Bagaimana Pengaruh Kebuayaan Terhadap Jiwa
Keagamaan ?
2.
Bagaimana Pengaruh Pendidikan Terhadap Jiwa
Keagamaan ?
C.
TUJUAN
PEMBELAJARAN
1.
Untuk Mengetahui Pengaruh Kebuayaan Terhadap
Jiwa Keagamaan
2.
Untuk Mengetahui Pengaruh Pendidikan
Terhadap Jiwa Keagamaan
BAB II
PEMBAHASAN
A.
PENGARUH
KEBUDAYAAN TERHADAP JIWA KEAGAMAAN
Untuk menghindari terjadinya pemahaman yang
berbeda, maka dalam uraian ini akan dijelaskan terlebih dahulu tentang
pengertian kebudayaan kebudayaan
berasal dari (bahasa Sanskerta) yaitu "buddayah" yang merupakan
bentuk jamak dari kata "budhi" yang berarti budi atau akal.
Kebudayaan diartikan sebagai "hal-hal yang bersangkutan dengan budi atau
akal". pengertian
kebudayaan secara umum adalah hasil cipta, rasa dan karsa manusia dalam memenuhi kebutuhan
hidupnya yang kompleks yang mencakup pengetahuan, keyakinan, seni, susila,
hukum adat dan setiap kecakapan, dan kebiasaan.
Sedangkan
menurut definisi Koentjaraningrat yang mengatakan bahwa pengertian
kebudayaan adalah keseluruhan manusia dari kelakuan dan hasil yang harus
didapatkannya dengan belajar dan semua itu tersusun dalam kehidupan masyarakat.

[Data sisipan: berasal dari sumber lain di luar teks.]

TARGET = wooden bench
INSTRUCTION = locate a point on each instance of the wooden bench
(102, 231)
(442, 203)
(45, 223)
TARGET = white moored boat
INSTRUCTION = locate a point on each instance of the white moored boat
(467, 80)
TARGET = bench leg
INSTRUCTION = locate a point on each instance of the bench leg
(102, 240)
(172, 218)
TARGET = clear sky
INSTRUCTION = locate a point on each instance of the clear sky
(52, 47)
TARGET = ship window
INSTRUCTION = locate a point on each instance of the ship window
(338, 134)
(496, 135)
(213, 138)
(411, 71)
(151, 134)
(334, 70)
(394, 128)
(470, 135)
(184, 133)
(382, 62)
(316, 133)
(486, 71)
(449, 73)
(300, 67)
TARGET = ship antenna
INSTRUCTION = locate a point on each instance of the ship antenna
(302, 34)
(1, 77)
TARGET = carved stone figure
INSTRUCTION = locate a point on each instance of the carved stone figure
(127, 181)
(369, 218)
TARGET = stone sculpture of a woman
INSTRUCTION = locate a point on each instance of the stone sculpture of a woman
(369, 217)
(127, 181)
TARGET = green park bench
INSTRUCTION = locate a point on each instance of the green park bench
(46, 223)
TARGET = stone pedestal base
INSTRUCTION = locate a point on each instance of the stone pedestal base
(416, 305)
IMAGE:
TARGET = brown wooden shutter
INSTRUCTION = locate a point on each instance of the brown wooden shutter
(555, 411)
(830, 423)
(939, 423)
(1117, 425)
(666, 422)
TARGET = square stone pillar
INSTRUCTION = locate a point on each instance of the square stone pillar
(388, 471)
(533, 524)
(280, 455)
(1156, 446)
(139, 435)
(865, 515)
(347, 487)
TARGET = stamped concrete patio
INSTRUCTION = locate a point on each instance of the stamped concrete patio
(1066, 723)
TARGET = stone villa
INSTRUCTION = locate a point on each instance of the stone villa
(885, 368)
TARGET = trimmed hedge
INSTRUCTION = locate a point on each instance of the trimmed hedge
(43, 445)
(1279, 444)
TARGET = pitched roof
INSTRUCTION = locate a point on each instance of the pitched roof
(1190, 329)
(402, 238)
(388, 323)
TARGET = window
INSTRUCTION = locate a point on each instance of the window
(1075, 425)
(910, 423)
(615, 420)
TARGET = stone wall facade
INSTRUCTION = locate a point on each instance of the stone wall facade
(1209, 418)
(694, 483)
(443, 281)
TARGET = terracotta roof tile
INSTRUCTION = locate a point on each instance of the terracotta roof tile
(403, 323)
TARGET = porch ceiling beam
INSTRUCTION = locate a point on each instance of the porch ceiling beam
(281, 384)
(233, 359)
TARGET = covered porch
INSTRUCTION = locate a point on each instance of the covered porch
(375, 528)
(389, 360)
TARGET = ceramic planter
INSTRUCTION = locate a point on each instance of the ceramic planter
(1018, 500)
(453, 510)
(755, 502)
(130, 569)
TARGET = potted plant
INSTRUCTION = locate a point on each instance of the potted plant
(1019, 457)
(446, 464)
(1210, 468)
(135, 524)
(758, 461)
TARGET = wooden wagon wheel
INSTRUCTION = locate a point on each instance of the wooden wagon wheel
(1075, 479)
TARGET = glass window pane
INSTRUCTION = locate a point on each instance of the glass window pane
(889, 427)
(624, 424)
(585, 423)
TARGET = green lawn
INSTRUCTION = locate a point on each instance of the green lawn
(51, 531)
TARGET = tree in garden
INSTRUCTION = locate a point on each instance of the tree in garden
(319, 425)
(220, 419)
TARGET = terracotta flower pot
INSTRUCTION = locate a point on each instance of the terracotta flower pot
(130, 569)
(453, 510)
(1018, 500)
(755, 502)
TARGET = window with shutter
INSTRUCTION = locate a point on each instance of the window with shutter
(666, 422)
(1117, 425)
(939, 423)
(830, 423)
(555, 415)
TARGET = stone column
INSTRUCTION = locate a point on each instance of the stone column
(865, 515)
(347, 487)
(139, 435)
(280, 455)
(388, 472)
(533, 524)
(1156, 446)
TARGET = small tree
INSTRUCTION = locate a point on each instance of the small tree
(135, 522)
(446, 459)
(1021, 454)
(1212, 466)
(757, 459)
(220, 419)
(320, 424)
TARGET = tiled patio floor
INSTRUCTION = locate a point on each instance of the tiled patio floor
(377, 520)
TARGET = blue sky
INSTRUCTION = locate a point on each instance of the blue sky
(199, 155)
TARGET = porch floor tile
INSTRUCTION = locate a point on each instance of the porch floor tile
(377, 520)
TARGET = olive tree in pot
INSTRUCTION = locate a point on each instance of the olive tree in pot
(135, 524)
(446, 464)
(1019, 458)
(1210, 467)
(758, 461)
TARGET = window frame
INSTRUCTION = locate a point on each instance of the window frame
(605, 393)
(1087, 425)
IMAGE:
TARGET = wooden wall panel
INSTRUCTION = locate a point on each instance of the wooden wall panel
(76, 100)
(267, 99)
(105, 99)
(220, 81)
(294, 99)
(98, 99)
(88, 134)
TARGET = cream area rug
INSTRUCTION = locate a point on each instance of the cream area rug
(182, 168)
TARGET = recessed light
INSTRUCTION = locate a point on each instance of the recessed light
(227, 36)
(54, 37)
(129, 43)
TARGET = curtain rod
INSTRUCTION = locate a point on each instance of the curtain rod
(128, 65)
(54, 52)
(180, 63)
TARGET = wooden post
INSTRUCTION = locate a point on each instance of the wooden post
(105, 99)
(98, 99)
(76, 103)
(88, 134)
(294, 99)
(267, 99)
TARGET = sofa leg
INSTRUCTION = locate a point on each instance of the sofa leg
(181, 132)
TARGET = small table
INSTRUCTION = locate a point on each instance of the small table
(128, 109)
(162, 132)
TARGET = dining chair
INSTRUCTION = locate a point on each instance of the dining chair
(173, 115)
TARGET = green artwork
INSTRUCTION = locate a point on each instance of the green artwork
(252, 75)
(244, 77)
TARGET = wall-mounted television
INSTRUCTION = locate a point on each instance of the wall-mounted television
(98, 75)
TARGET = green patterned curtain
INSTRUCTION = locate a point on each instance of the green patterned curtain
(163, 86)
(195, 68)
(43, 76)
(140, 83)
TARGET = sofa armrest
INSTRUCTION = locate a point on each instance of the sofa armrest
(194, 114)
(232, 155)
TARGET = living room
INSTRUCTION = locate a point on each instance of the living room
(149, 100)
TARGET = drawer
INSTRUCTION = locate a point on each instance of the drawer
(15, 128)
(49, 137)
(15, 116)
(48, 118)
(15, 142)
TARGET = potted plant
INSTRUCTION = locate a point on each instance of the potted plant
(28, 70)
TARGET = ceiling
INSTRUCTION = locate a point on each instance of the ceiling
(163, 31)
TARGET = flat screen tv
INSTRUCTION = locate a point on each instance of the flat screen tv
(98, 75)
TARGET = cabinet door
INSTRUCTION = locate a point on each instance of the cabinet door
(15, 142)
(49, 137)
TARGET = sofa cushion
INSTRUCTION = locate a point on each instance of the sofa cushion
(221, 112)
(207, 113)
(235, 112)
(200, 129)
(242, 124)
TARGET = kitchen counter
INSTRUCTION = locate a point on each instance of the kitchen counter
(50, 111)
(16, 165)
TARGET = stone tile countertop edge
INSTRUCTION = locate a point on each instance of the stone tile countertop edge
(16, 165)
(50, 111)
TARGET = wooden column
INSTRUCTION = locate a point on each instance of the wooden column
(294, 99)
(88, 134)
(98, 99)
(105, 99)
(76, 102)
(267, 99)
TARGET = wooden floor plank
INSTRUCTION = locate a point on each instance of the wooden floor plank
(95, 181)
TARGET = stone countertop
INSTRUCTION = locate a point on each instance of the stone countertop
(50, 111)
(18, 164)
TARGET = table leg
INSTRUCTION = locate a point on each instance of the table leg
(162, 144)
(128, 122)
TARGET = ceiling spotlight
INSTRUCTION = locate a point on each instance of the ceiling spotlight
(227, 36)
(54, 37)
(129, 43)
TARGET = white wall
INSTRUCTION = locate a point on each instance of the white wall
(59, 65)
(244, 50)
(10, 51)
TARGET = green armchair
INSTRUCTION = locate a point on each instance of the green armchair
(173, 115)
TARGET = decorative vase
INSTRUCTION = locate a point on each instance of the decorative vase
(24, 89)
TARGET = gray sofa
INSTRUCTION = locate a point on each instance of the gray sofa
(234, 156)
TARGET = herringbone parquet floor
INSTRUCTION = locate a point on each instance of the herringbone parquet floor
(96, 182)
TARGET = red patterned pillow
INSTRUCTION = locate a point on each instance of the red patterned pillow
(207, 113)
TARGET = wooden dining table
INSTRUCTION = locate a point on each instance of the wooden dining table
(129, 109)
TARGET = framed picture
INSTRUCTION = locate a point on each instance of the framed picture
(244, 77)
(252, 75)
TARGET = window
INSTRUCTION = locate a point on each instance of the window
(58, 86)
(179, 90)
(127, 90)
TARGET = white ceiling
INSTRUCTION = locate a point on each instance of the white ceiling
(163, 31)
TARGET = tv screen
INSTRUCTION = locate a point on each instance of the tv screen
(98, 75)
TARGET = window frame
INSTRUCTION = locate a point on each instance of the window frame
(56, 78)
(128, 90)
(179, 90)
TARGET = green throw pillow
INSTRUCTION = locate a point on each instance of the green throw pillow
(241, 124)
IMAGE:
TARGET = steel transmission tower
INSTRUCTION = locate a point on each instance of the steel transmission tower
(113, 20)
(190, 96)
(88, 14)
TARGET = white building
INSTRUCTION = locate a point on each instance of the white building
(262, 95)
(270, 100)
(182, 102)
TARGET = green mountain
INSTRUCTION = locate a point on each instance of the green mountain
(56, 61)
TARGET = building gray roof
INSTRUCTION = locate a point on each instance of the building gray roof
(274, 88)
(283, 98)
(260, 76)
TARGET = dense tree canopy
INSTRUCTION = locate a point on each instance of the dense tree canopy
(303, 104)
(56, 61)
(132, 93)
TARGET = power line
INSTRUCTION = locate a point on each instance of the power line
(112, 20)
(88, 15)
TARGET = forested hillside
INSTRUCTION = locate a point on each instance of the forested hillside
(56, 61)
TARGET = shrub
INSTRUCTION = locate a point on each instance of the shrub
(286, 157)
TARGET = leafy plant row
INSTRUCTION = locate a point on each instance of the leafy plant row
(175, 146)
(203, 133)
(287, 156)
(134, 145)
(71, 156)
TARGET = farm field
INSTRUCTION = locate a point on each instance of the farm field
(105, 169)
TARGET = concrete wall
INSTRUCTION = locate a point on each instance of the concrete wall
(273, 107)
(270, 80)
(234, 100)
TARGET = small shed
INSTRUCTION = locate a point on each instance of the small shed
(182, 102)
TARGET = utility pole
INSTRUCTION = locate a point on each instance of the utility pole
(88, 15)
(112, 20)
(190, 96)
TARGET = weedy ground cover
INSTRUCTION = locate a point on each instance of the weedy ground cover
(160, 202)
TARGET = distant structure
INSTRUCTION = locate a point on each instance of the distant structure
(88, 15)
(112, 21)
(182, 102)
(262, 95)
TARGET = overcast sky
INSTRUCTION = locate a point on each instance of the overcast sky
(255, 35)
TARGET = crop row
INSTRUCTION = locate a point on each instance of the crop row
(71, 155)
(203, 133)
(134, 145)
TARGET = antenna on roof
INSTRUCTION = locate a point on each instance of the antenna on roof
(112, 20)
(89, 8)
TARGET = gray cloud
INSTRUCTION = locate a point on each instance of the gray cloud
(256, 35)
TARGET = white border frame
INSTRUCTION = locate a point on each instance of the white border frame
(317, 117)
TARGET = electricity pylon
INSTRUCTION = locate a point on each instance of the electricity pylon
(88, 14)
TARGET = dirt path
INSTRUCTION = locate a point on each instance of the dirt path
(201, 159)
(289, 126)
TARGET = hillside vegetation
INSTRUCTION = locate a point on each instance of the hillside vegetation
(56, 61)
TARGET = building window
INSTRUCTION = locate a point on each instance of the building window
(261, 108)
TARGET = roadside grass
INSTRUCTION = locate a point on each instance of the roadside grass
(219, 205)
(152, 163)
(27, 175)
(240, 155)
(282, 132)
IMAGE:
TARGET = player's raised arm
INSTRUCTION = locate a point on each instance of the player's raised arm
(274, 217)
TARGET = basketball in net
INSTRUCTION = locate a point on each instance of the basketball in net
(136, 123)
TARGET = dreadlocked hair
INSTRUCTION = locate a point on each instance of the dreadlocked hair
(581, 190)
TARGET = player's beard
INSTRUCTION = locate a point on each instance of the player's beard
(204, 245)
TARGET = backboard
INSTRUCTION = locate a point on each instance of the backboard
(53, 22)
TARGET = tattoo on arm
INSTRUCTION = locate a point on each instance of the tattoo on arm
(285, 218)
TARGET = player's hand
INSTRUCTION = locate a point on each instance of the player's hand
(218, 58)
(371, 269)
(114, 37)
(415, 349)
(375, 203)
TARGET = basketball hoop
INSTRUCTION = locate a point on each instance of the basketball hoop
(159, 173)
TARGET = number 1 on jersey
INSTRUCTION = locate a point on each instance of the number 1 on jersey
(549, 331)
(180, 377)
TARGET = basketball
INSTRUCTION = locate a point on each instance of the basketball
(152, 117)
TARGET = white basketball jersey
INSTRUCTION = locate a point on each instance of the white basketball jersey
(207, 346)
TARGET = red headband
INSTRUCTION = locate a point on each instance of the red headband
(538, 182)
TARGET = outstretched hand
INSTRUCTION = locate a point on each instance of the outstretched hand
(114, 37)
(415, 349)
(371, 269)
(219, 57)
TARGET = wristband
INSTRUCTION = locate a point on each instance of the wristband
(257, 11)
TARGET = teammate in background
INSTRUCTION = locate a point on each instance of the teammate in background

Senada dengan Koentjaraningrat, didefinisikan oleh Selo Soemardjan dan
Soelaeman Soenardi, merumuskan kebudayaan sebagai semua hasil karya, cipta, dan
rasa masyarakat.[1]
Karya masyarakat menghasilkan teknologi dan kebudayaan kebendaan atau
kebudayaan jasmaniah (material culture) yang diperlukan oleh manusia untuk
menguasai alam sekitarnya agar kekuatan serta hasilnya dapat diabdikan untuk
keperluan masyarakat.
Oleh karena itu, tampaknya tradisi sudah
terbentuk sebagai norma yang dilakukan dalam kehidupan masyarakat sebagai
berikut:
1.
Tradisi Keagamaan Dan Kebudayaan
Tradisi
menurut Parsudi Suparlan merupakan unsur social budaya yang telah mengakar dalam
kehidupan masyarakat dan sulit berubah. Meredith Mc Guire melihat
bahwa dalam masyarakat pedesaan
umumnya tradisi erat kaitannya dengan mitos dan agama.
Secara
garis besar tradisi sebagai kerangka acuan norma dalam masyarakat disebut
dengan pranata. Pranata ada yang bercorak rasional, terbuka dan umum,
kompetetif dan konflik yang menekankan legalitas, seperti pranata politik,
pranata pemerintahan, ekonomi, dan pasar, berbagai pranata hokum dan
keterkaitan social dalam masyarakat yang bersangkutan. Para ahli sosiologi
menyebutnya sebagai pranata sekunder. Pranata ini dapat dengan mudah diubah
struktur dan peranan hubungan antar perannya maupun norma-norma yang berkaitan
dengan itu, dengan perhitungan rasional yang menguntungkan yang dihadapi
sehari-hari. Pranata sekunder tampaknya bersifat fleksibel, mudah berubah
sesuai dengan situasi yang diinginkan oleh pendukungnya.
Sebaliknya,
menurut Parsudi Suparlan, para sosiolog mengidentifikasikan adanya pranata
primer. Pranata primer ini merupakan kerangka acuan norma yang mendasar dan
haqiqi dalam kehidupan manusia itu sendiri. Pranata primer berhubungan dengan kehormatan dan harga
diri, jati diri serta kelestarian masyarakatnya. Karena itu, pranata ini tidak
dengan mudah dapat berubah begitu saja. Melihat struktur dan peranan
serta fungsinya, pranata primer lebih mengakar pada kehidupan masyarakat.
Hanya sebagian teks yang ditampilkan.